After the service, we all went to the St. Leonard’s Hotel in Stonehaven for drinks ('natch) and a great meal. I walked in, smelled the fish and saw the plaid carpet and knew without a doubt I was in Scotland. Lots of good talk, then back to the house for more tea and to unwind a bit before I had to hop back to London in order to catch this morning’s flight to New York.
What a strange trip it’s been. Africa to Aberdeen, in one fell swoop. But tonight –my own bed.
5 comments:
I'm so sorry to hear about Aubrey but glad to know you made it to Scotland safely. I'm sure your being there was a great comfort to Jean. God bless you, Mary, and your adopted family too.

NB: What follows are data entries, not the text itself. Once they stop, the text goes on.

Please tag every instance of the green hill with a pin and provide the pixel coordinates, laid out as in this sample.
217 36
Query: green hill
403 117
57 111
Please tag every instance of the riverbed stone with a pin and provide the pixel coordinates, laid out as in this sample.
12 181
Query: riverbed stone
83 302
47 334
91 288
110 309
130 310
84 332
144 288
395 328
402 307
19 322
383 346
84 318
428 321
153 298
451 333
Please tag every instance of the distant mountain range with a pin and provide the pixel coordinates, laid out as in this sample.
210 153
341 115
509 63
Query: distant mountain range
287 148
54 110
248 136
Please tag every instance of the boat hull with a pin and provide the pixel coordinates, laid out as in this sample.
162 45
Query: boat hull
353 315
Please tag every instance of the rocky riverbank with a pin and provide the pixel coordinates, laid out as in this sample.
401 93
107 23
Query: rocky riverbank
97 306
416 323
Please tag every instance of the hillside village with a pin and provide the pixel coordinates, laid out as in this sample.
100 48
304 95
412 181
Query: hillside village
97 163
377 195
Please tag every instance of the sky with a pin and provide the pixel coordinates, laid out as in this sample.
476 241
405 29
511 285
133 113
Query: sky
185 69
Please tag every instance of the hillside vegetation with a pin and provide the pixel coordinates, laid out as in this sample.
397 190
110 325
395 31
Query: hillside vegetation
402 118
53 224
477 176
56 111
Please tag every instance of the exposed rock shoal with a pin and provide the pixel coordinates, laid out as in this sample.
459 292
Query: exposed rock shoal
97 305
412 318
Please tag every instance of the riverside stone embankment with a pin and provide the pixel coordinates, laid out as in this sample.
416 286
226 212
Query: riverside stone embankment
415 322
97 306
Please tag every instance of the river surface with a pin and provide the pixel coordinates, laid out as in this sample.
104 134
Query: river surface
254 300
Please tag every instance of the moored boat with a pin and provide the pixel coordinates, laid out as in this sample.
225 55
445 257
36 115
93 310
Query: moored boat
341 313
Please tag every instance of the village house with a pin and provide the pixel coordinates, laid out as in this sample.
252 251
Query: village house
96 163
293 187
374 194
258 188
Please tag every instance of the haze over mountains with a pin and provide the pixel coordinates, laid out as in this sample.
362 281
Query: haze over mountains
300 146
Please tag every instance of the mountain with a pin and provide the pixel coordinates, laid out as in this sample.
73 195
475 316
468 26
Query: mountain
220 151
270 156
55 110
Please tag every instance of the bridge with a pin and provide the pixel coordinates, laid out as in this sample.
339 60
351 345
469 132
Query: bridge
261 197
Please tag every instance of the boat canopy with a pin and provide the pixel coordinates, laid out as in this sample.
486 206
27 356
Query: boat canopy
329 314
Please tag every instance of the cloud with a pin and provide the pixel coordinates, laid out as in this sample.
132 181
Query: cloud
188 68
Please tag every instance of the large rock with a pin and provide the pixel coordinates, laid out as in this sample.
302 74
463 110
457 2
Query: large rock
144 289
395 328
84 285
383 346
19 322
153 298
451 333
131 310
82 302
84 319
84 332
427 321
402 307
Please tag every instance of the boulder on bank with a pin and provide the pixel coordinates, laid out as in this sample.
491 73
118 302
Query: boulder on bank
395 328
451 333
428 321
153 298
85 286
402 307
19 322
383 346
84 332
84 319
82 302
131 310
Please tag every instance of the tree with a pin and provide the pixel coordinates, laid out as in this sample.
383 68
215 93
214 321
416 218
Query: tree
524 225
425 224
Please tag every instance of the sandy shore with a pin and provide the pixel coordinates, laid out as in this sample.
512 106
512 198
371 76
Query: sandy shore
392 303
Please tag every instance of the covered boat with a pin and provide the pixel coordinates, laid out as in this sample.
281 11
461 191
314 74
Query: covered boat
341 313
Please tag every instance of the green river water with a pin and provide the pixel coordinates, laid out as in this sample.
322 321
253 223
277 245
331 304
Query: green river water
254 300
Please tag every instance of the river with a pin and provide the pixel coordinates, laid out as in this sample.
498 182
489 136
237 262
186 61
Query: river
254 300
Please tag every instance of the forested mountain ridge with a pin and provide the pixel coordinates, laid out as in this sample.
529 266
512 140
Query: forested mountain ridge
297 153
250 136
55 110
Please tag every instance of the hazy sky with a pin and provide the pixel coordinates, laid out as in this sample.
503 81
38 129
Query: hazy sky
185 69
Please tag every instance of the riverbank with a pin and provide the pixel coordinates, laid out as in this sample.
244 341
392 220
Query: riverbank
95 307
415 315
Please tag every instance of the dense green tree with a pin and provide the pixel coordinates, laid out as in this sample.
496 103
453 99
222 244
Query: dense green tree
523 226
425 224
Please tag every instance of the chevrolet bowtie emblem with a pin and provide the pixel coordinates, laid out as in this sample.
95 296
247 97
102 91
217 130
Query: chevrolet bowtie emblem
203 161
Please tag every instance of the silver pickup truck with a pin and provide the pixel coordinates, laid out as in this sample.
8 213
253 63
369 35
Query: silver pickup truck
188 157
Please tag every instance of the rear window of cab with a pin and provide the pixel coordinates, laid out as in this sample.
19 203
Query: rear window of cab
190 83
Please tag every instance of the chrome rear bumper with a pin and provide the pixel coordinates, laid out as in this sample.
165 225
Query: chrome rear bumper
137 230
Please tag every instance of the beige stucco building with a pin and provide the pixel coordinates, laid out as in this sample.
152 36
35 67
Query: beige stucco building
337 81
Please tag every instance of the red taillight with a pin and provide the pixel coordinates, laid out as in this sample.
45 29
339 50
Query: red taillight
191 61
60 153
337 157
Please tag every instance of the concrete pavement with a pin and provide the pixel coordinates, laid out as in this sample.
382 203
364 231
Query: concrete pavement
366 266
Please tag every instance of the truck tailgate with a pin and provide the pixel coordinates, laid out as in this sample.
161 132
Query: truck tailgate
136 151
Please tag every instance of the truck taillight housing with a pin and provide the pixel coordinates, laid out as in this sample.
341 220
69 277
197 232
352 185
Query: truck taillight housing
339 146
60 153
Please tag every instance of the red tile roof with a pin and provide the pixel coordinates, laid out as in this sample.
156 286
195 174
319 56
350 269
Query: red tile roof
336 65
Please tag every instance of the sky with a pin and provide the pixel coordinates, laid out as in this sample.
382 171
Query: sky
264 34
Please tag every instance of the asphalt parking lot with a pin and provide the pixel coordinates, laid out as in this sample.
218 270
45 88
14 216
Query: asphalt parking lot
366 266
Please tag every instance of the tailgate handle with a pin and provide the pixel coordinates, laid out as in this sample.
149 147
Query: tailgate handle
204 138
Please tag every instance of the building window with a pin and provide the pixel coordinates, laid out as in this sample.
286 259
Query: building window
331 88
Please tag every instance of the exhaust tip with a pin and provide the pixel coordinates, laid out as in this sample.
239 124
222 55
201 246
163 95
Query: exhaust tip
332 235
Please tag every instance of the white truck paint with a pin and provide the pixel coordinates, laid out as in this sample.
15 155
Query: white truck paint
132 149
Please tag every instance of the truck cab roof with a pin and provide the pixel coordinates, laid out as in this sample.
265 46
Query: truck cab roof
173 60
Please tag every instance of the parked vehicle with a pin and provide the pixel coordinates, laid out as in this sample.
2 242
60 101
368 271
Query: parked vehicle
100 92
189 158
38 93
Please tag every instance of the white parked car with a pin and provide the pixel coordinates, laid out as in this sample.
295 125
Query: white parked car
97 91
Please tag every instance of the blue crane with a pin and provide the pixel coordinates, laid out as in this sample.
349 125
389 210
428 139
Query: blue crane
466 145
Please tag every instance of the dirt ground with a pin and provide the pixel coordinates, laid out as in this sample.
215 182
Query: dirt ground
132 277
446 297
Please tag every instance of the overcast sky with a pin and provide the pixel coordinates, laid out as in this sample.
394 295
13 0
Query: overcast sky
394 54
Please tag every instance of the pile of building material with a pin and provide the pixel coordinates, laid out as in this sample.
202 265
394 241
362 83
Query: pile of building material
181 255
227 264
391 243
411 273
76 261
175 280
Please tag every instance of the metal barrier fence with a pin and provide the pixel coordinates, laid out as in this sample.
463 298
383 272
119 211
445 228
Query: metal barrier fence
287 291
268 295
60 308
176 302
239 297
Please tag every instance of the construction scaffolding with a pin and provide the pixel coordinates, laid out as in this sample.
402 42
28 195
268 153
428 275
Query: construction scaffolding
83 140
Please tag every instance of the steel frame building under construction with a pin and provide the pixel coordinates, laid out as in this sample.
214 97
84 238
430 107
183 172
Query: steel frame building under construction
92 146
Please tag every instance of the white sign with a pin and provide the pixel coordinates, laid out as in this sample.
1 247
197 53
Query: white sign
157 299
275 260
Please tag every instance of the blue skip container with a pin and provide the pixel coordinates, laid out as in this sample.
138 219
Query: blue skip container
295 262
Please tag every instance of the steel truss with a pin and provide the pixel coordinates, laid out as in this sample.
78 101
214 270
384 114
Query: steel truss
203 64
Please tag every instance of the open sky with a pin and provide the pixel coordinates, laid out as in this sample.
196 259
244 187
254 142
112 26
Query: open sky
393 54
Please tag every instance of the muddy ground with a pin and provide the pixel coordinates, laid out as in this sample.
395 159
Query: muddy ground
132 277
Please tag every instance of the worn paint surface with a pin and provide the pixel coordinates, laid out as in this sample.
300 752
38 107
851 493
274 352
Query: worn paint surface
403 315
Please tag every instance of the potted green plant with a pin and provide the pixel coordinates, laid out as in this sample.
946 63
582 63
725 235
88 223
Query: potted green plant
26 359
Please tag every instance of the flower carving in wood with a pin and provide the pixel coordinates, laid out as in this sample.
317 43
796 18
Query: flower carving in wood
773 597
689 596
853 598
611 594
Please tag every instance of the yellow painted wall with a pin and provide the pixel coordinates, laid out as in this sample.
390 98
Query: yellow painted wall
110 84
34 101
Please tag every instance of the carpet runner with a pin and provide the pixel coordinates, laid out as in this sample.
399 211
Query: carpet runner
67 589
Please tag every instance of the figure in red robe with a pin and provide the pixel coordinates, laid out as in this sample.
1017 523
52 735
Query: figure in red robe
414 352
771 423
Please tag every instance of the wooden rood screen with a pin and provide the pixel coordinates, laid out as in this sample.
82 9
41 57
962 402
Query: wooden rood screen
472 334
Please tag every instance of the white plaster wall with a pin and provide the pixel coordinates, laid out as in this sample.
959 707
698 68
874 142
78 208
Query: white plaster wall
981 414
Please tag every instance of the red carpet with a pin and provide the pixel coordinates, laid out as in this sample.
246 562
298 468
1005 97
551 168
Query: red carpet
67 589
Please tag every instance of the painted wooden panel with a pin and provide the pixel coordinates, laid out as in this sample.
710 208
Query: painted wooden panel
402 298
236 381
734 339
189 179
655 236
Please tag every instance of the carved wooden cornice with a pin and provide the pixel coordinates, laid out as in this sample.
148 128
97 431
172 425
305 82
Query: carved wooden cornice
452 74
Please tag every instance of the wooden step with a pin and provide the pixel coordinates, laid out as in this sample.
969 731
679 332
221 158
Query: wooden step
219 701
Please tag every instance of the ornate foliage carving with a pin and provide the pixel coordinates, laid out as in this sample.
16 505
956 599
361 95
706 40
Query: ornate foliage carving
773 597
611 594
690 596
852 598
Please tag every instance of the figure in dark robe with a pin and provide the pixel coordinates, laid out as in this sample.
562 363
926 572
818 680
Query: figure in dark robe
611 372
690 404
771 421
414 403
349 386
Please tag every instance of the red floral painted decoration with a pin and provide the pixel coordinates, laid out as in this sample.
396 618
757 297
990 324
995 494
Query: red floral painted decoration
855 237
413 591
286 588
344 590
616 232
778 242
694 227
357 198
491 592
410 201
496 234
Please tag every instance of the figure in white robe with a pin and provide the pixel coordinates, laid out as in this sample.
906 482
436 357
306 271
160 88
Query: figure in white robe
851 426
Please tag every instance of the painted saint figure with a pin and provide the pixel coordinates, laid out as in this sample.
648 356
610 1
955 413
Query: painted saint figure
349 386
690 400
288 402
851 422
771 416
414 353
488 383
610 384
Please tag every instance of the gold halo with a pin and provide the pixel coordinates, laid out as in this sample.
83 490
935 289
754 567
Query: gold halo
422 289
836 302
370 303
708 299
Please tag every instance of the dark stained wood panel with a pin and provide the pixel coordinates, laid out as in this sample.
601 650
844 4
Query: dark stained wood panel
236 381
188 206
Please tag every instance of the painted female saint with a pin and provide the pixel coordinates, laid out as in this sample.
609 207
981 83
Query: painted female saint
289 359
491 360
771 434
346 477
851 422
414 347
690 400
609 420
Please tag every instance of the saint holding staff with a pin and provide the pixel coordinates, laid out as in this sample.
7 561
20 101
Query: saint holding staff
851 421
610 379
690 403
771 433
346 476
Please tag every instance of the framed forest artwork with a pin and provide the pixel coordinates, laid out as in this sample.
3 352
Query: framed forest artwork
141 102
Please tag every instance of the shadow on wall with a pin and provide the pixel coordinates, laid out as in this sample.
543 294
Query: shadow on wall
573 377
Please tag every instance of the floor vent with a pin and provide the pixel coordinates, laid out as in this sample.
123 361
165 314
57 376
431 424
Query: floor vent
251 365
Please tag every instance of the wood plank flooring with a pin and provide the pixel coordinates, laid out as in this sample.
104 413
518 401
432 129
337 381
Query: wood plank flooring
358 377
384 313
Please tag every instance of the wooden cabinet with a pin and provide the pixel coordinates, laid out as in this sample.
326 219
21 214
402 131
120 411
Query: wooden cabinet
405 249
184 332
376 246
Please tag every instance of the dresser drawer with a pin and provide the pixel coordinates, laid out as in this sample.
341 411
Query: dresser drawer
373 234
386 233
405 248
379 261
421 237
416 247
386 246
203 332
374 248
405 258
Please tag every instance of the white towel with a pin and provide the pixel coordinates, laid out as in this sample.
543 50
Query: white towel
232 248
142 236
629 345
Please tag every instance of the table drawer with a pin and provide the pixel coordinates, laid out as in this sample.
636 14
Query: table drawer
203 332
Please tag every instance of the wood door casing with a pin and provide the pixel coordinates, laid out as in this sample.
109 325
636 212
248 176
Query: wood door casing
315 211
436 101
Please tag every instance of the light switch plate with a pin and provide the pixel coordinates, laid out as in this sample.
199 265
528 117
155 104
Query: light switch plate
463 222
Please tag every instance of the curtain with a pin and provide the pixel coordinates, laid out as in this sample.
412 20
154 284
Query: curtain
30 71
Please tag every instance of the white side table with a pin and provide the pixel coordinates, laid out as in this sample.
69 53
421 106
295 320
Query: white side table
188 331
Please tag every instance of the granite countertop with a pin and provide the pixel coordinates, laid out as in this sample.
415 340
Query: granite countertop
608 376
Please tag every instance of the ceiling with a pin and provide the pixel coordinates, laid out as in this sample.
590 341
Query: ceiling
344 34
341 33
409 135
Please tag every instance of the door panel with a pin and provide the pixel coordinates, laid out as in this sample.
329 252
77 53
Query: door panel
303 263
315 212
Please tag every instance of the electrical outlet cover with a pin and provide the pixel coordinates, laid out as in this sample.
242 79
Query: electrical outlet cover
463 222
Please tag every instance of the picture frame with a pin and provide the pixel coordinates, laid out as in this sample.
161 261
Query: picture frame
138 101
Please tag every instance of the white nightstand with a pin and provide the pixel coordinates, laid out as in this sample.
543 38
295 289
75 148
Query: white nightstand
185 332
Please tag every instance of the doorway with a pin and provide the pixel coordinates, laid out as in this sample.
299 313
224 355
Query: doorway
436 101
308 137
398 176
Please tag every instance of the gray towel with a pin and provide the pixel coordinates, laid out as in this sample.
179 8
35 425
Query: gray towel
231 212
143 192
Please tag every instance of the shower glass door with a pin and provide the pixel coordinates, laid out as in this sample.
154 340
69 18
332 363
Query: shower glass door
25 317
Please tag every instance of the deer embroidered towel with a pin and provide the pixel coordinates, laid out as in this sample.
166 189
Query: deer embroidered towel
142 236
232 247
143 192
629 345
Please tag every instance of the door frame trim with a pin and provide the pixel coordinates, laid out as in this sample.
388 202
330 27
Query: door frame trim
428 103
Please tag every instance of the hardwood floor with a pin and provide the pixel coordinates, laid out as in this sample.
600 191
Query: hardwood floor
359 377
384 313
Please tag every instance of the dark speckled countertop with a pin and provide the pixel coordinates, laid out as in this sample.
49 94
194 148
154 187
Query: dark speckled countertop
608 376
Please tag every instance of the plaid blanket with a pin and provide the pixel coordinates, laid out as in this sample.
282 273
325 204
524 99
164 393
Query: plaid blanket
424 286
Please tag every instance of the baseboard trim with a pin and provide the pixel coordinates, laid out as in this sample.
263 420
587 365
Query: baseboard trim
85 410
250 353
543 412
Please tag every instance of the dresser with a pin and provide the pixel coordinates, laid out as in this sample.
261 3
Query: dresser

You are a good soul, MaryB. A good and brave soul. Glad it all worked out for you. So often those kinds of spur of the moment changes do not. And glad to have you back on native soil.
Aw, thanks, friends. I don't know how courageous or brave I am, Tamar and Winston. I really just went at it blindly and all worked out OK (as is often doesn't). And Elsie, I think I did make a difference for Jean by being there. I would have always regretted it if I hadn't pulled it off.
Glad to be home!
Mary,
So sorry to hear the bad news about Aubrey.
I remember how worried you were about him and Jean when you were visiting last year and found their house deserted... I'm glad you were able to get in touch with them in the meantime.
Thinking of you and your friends at this time.
Oh, Mary, I am sorry to hear about Aubrey. I remember your emotions when you feared you had lost touch with them. It was so good of you to make the detour and I'm sure your visit was much appreciated.
I'll look forward to more regular posts now you're back - if they don't keep you working too hard.